Was mir darüber hinaus noch schwerwiegend in Erinnerung geblieben ist: Lediglich eine junge Frau ist auf mich zugegangen, um mich bei meinem potenziellen Einstieg in die Arbeit der Linksjugend zu unterstützen. Als dann aber von ihr sehr flapsig der Satz fiel »In der Linksjugend bildest du dir keine Meinung – dir wird eine Meinung gebildet«, läuteten meine bereits klingelnden Alarmglocken auf 120 Dezibel. Ich entschied mich dazu, dort erstmal nicht mehr hinzugehen. Mehrfach habe ich über die Situationen nachgedacht und gegrübelt. Mein Fazit war jedes Mal: Das sind pseudo-Safespaces unter einem feministischen Deckmantel, der alles andere als inklusiv, niedrigschwellig und offen ist. Diese Erfahrungen haben letztlich dazu geführt, dass mein aktives politisches Engagement nach zwei Besuchen bei der Linksjugend (Süd) endete. Ich war extrem verunsichert und fand in meiner eigenen »Bubble« kein solidarisches Miteinander.

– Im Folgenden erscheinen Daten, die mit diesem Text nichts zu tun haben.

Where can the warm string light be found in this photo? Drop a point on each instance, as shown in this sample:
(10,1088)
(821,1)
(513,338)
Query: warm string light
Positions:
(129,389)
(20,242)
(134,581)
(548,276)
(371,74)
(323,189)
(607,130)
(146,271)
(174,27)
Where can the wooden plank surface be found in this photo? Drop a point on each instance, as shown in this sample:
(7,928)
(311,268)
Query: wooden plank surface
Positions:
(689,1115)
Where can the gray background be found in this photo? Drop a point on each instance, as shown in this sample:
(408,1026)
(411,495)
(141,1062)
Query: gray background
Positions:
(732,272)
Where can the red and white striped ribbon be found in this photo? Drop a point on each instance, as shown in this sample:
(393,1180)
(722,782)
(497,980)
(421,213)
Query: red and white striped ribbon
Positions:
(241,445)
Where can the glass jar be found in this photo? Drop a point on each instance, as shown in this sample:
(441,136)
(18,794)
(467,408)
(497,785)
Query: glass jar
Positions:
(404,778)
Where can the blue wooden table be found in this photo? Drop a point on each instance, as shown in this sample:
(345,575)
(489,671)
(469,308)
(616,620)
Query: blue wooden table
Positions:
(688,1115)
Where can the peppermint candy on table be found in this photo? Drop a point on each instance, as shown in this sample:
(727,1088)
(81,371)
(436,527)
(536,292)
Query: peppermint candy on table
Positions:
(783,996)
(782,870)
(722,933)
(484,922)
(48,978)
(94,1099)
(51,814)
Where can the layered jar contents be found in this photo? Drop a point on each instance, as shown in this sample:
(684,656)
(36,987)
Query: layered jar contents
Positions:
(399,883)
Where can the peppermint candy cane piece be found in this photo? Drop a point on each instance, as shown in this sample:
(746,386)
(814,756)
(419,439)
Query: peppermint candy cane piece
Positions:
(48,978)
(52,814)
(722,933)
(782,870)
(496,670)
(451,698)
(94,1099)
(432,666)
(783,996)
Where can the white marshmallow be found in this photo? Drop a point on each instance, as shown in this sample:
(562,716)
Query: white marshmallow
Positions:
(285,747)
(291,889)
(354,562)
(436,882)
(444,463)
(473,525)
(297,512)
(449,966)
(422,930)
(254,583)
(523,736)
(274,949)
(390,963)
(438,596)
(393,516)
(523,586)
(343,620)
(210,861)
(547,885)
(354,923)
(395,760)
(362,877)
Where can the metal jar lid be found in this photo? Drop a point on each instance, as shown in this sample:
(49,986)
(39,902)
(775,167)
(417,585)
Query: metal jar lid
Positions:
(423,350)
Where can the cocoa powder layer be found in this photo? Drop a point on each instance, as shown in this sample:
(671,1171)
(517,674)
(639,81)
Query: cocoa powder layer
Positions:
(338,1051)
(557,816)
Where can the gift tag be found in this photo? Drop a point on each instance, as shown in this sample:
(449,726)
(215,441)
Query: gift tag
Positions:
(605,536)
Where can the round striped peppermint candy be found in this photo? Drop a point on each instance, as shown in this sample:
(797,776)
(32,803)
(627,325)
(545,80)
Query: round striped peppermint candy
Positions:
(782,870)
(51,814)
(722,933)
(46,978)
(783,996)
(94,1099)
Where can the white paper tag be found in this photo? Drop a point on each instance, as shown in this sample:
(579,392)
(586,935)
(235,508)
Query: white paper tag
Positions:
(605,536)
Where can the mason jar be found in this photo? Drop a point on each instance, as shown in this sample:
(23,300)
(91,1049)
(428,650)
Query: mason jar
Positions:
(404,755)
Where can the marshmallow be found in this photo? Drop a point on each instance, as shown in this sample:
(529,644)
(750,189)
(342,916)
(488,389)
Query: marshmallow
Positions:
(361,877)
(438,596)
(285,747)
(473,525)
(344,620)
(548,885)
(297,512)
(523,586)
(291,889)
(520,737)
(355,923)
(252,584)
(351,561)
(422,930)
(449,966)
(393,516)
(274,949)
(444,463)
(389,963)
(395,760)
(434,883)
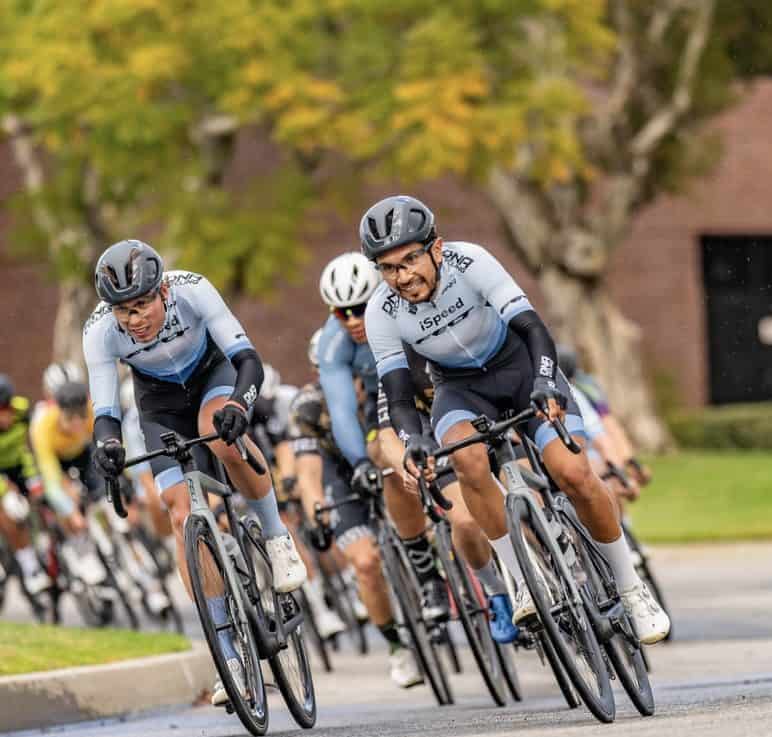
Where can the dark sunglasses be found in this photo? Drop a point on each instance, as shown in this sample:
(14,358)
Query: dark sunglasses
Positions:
(343,313)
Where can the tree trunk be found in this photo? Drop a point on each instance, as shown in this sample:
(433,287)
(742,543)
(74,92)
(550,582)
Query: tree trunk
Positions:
(582,314)
(76,301)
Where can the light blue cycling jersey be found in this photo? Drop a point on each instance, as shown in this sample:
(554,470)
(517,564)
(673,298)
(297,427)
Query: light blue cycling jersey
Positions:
(340,360)
(465,324)
(194,309)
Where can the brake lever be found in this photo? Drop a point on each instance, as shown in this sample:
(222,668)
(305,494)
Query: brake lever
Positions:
(113,489)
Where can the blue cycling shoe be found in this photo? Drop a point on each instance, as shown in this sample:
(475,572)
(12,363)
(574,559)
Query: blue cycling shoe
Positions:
(502,628)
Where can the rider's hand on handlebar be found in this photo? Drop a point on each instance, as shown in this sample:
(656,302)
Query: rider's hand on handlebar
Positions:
(420,448)
(230,422)
(109,458)
(361,479)
(546,394)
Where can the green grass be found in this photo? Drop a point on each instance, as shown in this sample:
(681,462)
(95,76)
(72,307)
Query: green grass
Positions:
(25,648)
(707,496)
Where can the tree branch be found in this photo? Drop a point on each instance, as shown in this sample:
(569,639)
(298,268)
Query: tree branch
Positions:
(663,123)
(524,215)
(28,160)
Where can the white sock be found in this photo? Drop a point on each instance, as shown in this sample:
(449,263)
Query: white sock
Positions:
(28,561)
(618,556)
(506,553)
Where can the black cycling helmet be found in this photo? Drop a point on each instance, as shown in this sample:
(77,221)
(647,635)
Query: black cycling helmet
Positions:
(6,390)
(127,270)
(72,396)
(395,221)
(567,360)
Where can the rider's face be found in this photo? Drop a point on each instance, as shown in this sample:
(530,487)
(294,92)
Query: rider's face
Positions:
(410,270)
(143,317)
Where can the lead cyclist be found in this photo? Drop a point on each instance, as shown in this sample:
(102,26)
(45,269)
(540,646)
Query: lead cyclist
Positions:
(195,372)
(489,352)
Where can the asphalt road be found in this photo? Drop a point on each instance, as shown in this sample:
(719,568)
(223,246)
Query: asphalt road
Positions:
(715,678)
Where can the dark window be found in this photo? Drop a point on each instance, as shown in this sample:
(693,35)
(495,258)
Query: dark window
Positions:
(737,271)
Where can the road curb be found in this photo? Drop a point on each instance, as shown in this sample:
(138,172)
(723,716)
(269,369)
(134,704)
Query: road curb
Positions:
(49,698)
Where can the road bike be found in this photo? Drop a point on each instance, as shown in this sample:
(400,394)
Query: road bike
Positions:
(265,624)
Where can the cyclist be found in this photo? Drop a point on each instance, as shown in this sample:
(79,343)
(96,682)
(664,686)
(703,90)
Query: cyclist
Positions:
(489,352)
(590,387)
(194,371)
(346,285)
(18,475)
(324,474)
(467,536)
(61,439)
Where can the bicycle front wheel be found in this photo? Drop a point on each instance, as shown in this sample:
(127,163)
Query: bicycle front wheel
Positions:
(623,650)
(409,617)
(564,620)
(208,579)
(290,666)
(473,612)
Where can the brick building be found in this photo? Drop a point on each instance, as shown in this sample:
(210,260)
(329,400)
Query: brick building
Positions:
(694,273)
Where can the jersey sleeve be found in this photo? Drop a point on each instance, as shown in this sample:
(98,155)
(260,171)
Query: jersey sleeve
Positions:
(225,329)
(383,334)
(101,362)
(337,379)
(484,272)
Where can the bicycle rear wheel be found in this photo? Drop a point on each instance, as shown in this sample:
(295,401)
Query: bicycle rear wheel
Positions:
(473,612)
(564,620)
(624,652)
(290,665)
(405,591)
(207,573)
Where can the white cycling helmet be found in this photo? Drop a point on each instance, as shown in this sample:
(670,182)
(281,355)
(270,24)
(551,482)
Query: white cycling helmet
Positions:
(348,280)
(59,374)
(313,348)
(271,382)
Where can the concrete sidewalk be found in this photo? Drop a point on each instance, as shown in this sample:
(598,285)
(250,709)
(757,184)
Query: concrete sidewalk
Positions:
(58,697)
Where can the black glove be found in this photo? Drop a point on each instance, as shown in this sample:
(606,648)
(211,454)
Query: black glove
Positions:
(230,422)
(321,537)
(418,448)
(109,458)
(545,389)
(365,474)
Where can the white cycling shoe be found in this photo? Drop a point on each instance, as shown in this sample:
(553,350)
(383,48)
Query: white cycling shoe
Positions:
(289,571)
(403,668)
(219,695)
(649,620)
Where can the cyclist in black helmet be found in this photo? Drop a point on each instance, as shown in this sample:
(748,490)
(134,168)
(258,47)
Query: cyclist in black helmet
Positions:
(489,352)
(194,370)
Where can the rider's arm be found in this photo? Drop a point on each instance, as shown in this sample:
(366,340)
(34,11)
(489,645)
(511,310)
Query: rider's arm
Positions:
(103,380)
(400,392)
(529,327)
(502,292)
(337,380)
(42,432)
(309,470)
(393,371)
(227,333)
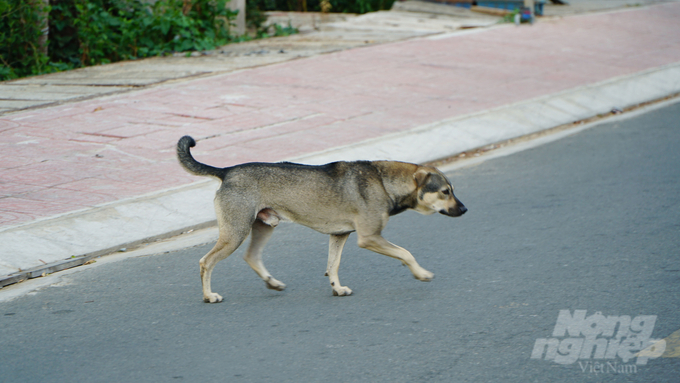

Meine Besuche bei der Linksjugend Leipzig (Süd) sind circa ein Jahr her. Mehrere Monate nach meinem Fernbleiben wendete sich ein weibliches Mitglied der Linksjugend an mich und fragte, warum ich nicht mehr am Plenum teilnehmen würde und ob ich mich unwohl gefühlt habe. Zumindest eine Teil-Aufarbeitung scheint stattzufinden. Das diese aber wohl weniger erfolgreich läuft, lässt sich wiederum an der Teilung der Basisgruppe ablesen.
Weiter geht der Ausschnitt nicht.